Deformations of quasi-Hamiltonian spaces

TL;DR

This paper introduces deformations from quasi-Hamiltonian to Hamiltonian G-spaces, illustrating how key examples like the double G×G and moduli spaces deform to cotangent bundles and coadjoint orbits.

Contribution

It provides a framework for deforming quasi-Hamiltonian G-spaces into Hamiltonian G-spaces with explicit examples and applications.

Findings

Double G×G deforms to T*G

Conjugacy classes near identity deform to coadjoint orbits

Moduli space of flat G-connections deforms to T*G^{r+g}

Abstract

We introduce a notion of deformations of quasi-Hamiltonian $G$-spaces to Hamiltonian $G$-spaces and provide several examples.
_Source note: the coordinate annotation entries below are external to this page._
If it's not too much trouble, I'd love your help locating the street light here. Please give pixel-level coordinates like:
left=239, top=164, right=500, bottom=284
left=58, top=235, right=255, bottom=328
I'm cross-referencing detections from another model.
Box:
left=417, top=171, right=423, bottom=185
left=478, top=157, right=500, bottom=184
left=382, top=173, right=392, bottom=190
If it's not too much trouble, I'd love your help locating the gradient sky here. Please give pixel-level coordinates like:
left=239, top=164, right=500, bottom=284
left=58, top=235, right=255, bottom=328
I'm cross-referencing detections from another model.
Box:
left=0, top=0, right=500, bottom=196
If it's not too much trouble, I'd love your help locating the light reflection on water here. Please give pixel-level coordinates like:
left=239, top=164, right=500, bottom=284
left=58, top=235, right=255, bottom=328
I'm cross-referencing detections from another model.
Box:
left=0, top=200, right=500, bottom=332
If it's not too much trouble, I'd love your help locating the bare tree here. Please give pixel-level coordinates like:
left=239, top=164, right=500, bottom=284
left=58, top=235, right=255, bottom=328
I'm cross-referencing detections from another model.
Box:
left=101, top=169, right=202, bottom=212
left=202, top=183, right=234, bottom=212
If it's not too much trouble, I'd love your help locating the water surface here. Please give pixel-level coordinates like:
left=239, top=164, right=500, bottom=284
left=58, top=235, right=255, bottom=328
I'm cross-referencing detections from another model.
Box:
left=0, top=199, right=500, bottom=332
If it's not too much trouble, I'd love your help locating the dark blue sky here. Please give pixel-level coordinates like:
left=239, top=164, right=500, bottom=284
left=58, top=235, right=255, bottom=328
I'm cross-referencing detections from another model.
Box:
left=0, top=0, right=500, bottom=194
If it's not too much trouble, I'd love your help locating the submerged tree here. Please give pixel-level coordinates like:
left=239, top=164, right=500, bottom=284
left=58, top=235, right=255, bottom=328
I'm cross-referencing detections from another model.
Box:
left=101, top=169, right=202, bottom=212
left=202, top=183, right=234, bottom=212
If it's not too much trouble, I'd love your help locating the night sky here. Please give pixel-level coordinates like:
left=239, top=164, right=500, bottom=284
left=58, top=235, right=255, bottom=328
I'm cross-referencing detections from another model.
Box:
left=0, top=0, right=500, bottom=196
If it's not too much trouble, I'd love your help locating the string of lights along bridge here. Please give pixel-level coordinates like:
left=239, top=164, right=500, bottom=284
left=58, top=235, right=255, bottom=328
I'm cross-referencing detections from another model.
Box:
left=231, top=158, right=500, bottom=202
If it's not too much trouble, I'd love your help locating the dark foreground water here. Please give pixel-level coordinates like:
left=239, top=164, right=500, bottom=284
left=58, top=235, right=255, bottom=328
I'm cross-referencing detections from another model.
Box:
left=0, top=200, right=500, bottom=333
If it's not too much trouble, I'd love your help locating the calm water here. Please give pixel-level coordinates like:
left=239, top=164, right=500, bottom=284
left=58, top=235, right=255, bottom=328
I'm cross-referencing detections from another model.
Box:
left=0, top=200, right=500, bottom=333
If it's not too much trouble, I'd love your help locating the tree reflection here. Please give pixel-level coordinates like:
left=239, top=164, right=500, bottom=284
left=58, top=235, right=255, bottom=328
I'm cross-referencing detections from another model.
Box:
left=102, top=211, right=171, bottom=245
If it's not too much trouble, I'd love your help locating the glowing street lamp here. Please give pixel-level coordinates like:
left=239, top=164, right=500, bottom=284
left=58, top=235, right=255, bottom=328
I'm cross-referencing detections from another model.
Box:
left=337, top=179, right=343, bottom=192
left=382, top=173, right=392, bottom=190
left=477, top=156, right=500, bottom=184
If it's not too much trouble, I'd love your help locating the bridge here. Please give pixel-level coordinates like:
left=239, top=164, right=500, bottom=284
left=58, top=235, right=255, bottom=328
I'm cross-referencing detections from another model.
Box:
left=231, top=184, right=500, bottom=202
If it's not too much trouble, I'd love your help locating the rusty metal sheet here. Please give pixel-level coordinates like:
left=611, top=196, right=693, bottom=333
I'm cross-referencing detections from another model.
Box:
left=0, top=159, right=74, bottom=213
In particular, we show that the double $G \times G$ of a Lie group, viewed as a quasi-Hamiltonian $G \times G$-space, deforms smoothly to the cotangent bundle $T^*G$. Likewise, any conjugacy class of $G$ sufficiently close to the identity deforms to a coadjoint orbit. We further show that the moduli space of flat $G$-connections on a compact oriented surface of genus $g$ with $r+1$ boundary components deforms to $T^*G^{r+g}$.